The center is currently staging for PLM level three to compound the knowledge and practices gathered during preceding levels of maturity. The first level of PLM focused on creating a lean foundation, postured for change. Level two used that trusted foundation to explore ways to improve outcomes. Teams were connected to subject matter experts through a matrixed model so they could advance their capabilities in data strategy and upskill their staff.

“When we aligned subject matter experts to the product lines, people knew exactly who to go to when they needed help with the touch of a button. This checked the box for immediate needs, like strategic communications and budget, but it also unveiled an opportunity for team members to explore, collaborate and see the bigger picture. Partnering with experts beyond their normal domain helped build both ‘T-shaped’ teams and empathy across the organization. We don’t need everyone to be an expert in everything, but we do need them armed with enough knowledge and awareness to feel empowered,” Jordan said.

Jordan’s team is also developing dashboard and reporting capabilities to enhance the organization’s approach to using data to make more informed decisions.

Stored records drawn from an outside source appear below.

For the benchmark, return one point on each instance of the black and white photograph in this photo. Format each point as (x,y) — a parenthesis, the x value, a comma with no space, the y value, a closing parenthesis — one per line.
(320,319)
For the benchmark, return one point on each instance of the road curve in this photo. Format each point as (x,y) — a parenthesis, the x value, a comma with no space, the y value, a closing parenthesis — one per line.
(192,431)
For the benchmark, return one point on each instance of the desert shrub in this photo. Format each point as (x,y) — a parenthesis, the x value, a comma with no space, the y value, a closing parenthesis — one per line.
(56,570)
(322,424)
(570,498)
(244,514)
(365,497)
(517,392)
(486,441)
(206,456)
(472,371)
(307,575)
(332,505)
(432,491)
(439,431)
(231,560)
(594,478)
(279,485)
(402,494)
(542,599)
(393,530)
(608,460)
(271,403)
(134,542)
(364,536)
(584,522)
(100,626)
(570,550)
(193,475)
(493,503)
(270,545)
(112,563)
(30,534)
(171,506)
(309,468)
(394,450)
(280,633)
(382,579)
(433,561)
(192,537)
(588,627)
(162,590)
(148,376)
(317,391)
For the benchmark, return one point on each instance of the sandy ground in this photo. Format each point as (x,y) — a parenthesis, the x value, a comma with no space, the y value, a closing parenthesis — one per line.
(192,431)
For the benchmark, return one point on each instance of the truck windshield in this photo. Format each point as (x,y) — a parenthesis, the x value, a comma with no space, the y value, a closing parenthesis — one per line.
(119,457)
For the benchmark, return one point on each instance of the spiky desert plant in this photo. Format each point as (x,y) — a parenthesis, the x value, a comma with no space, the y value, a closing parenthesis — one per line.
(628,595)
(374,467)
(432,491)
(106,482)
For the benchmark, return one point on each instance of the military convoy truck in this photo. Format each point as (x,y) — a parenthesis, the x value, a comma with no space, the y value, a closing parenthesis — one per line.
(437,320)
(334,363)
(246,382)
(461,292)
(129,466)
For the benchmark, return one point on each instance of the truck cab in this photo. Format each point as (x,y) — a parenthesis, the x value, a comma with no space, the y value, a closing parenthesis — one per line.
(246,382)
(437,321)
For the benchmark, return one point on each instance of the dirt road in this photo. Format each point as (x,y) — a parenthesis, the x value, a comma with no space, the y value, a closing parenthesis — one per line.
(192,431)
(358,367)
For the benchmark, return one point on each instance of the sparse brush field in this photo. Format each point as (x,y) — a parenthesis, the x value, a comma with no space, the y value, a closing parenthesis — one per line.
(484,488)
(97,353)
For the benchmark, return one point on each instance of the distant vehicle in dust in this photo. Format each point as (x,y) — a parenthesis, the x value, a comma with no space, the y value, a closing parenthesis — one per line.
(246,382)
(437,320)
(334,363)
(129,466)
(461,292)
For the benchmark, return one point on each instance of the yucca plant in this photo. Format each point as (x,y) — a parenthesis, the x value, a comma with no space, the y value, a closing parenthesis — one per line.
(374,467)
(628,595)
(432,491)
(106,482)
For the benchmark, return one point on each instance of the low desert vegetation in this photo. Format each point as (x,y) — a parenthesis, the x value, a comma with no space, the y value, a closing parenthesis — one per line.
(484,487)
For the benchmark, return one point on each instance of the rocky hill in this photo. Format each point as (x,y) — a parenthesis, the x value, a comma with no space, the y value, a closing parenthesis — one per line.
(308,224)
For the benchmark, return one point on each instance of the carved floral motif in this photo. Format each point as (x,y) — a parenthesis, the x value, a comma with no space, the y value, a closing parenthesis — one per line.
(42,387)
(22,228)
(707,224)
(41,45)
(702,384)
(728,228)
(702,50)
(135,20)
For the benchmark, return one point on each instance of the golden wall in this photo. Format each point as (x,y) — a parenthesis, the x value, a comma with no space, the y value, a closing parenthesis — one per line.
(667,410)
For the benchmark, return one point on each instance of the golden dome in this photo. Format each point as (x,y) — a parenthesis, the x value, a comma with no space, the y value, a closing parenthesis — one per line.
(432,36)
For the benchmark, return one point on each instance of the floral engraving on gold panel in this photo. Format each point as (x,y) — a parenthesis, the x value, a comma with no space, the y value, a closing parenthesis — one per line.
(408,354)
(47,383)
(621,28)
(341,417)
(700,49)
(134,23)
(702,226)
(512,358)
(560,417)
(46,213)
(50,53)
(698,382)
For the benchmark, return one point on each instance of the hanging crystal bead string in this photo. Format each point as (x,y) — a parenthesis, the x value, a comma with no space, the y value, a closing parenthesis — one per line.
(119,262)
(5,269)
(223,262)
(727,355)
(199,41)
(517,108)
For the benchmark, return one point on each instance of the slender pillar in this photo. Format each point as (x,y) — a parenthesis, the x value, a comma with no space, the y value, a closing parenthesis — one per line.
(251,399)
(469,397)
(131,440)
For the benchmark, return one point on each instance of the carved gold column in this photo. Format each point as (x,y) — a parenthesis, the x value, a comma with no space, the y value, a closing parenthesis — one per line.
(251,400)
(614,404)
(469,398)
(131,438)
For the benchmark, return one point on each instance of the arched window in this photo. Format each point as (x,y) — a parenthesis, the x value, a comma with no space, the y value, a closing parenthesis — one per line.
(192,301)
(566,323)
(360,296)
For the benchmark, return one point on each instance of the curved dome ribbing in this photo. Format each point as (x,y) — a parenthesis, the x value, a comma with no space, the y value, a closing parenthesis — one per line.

The dashboards utilize authoritative data, offer the opportunity to save time aggregating data and developing reports, and equip teams with the information they need to make empowered decisions. Offerings range from product scorecards that make product metrics like mean time to restore (MTTR), release cadence and lead time visible to use in stand-up meetings and sprint planning to customer-facing products like the Business Metrics Dashboard that showcases product success rates.

“In order to develop the business metric, both the customer and the product had to have a common lexicon of what success looked like,” Jordan said. “It helped increase customer collaboration, level set expectations and built trust — all essential when you are delivering high-stakes products for programs like Loan Guarantee, to make veterans more competitive in today’s housing market.”

While the ACOE works to upskill its staff in Agile, SAFe and DevSecOps, it’s also embedding principles of resiliency and adaptability to inspire what Jordan called a “growth mindset.” This is also what marks the difference between “being Agile” and “doing Agile,” she said.

As the center works to mature agility at the agency more broadly, it will maintain its focus on continuous improvement to drive transparency and transformation. Communication is key. Jordan described how the ACOE prioritizes customer feedback and facilitates upskilling sessions and communities of practice to drive collaboration and provide social learning experiences.

“We are on a mission to help teams learn, grow and optimize,” Jordan said. “We want to help teams create environments that provide the transparency, inspection and adaptability necessary to feel confident ‘failing forward.’ It is this confidence that allows creativity to thrive.”